A myriad of changes including economic, demographic, and technological shifts, are disrupting the manufacturing sector.
For this reason Manufacturers Alliance for Productivity and Innovation (MAPI) produced a new report, Manufacturing Megatrends, revealing how 81 senior executives are assessing the impact of disruptive megatrends on their businesses in 2015.
"The manufacturing world is being shaped by several new forces—IoT capabilities, the understanding of total cost of ownership, and the work–life balance expectations of millennial employees—and how companies respond will define their success," said Jenn Callaway, MAPI's director of councils and business research.
Key takeaways from survey:
Information is the New Currency
•Thanks to unparalleled access to information on pricing and profitability, three-quarters of executives report that understanding total cost of ownership had a positive impact on their business in 2015.
The New Workforce
•Labor markets are transforming—the manufacturing workforce is aging and it’s harder than ever before to attract talent. For nearly two-thirds of surveyed companies, access to skilled labor had a negative impact on their businesses last year.

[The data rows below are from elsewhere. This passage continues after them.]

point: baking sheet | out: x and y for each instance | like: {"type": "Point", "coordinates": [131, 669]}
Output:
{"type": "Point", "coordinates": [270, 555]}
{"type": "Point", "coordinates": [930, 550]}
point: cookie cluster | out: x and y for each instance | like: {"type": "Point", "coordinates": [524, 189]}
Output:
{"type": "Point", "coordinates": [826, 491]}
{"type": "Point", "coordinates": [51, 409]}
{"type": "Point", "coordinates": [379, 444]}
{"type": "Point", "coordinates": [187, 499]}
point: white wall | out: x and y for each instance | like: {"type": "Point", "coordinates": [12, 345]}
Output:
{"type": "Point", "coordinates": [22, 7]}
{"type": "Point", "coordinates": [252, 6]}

Globalized Economic Risks & Opportunities
•With 45% of U.S. manufacturing revenue generated overseas, exposure to currency fluctuations, volatile energy and commodity prices, global supply chain disruptions, and regional economic uncertainty is at an all-time high. Economic and currency challenges took five of the top 10 spots on our list of factors having the most negative impact on manufacturers.

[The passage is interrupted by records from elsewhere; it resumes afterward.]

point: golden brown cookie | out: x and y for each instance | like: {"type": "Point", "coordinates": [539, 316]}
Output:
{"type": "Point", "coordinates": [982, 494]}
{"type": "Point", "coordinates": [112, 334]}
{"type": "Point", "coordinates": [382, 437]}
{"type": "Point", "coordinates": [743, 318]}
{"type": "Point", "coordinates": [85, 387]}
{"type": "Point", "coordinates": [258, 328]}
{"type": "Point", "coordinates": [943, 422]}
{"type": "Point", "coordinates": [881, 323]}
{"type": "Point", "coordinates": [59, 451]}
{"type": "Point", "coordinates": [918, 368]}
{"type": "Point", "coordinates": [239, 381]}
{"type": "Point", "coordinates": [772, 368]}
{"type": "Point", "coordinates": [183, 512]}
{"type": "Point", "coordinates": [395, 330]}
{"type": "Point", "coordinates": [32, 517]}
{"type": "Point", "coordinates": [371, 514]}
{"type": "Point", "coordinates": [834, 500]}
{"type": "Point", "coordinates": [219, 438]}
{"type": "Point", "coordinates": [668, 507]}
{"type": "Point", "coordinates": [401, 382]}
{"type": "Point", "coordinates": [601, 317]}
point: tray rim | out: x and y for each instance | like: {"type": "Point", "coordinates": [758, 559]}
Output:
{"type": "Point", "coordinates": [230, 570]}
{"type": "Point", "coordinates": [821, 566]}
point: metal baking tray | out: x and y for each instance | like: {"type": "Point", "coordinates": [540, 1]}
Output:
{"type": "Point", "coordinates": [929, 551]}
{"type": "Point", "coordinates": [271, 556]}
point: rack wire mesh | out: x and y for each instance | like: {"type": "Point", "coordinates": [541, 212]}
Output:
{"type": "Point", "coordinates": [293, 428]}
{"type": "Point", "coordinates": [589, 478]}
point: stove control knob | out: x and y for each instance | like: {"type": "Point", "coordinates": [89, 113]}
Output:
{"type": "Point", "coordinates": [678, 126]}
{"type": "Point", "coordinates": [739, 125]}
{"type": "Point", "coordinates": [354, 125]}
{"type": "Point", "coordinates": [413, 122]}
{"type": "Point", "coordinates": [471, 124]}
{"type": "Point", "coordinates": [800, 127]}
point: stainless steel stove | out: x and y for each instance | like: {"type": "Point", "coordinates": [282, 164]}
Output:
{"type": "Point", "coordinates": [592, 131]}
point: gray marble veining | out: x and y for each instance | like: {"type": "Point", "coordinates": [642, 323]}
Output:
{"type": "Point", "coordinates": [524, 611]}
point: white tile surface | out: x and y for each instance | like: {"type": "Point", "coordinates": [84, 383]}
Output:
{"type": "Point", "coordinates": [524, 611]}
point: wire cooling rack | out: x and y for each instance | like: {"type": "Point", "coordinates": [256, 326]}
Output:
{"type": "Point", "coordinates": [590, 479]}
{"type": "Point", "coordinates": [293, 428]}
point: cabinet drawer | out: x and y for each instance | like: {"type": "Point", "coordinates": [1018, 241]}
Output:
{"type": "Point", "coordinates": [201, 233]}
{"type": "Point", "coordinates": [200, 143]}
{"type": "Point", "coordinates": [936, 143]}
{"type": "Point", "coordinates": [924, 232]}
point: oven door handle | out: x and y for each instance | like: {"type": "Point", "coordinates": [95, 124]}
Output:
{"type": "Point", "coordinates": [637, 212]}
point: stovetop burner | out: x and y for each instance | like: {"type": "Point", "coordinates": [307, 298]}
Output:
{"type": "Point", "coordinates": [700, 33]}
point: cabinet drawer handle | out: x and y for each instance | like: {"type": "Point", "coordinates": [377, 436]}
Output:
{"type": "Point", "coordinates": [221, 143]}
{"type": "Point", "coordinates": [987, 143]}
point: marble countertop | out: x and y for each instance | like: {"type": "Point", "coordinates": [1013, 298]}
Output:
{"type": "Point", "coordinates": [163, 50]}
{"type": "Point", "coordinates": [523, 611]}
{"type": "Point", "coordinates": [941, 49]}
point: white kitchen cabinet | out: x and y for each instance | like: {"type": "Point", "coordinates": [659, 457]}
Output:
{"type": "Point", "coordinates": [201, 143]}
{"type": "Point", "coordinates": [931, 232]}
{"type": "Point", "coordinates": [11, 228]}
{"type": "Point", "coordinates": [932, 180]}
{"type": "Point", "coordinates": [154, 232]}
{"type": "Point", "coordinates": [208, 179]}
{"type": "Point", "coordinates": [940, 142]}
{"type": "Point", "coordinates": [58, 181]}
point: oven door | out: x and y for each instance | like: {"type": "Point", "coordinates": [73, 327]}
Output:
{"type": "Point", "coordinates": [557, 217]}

Technology’s Promise and Peril
•The digital revolution is delivering amazing opportunities for companies to innovate, yet some executives are still leery of the benefits of connected and wearable devices and cloud computing.
•The regulatory playing field has never been more global or less level. Many executives report that U.S. tax policy was a hindrance to their businesses.
"The ability to access insights about how to survive and thrive has never been more critical," Callaway said. "Those that adapt quickly will emerge more innovative and agile than their competitors."